Today, with two vaccines and wearing a mask, I hope that I am protected from catching the Covid virus. I am taking all the precautions that I know how to take, so far, so good.

In our Depressed Anonymous 12 Step fellowship groups, online and f2f groups, of which I am a member, I have heard about how many of us were long-haulers, some for months, some for years, and some for all of their lives. We know there are no vaccines for depression to protect us from past personal traumas, physical abuse, shame, guilt, to mention just a few, but there are ways to take down the symptoms of depression by using the protection and proactive use of our recovery tools.

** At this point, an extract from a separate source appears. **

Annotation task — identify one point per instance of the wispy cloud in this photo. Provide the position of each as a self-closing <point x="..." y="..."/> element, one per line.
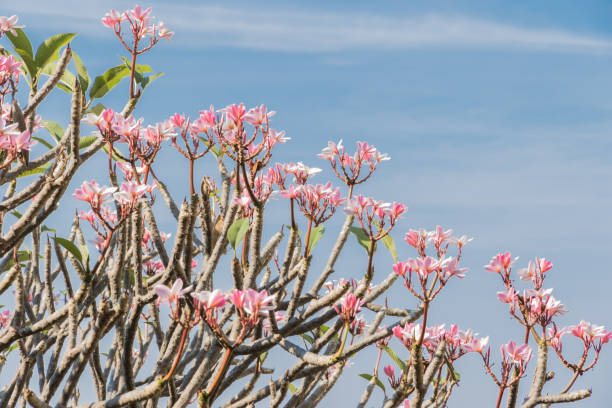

By our involvement in our mutual aid group, Depressed Anonymous, I can say I am a former long-hauler who has left behind many of those burdens of feeling defeated, helpless and hopeless. That doesn’t mean that I no longer have past feelings pop up in my mind, causing me temporarily to focus on feelings that I thought were gone forever. Now I have the tools, the fellowship of meetings online every day that I hook onto, the literature which I read on a daily basis, plus another human being that like me is a long-hauler and in recovery.

Much like the symptoms associated with PTSD, we no longer pack in our minds those past feelings of doom and gloom, but I find there is a way out of the darkness and have hope. I have faced my fear-filled past terrors and replaced them with feelings of hope, gratitude, and faith in a power that is greater than myself. My long-haling days are in the past.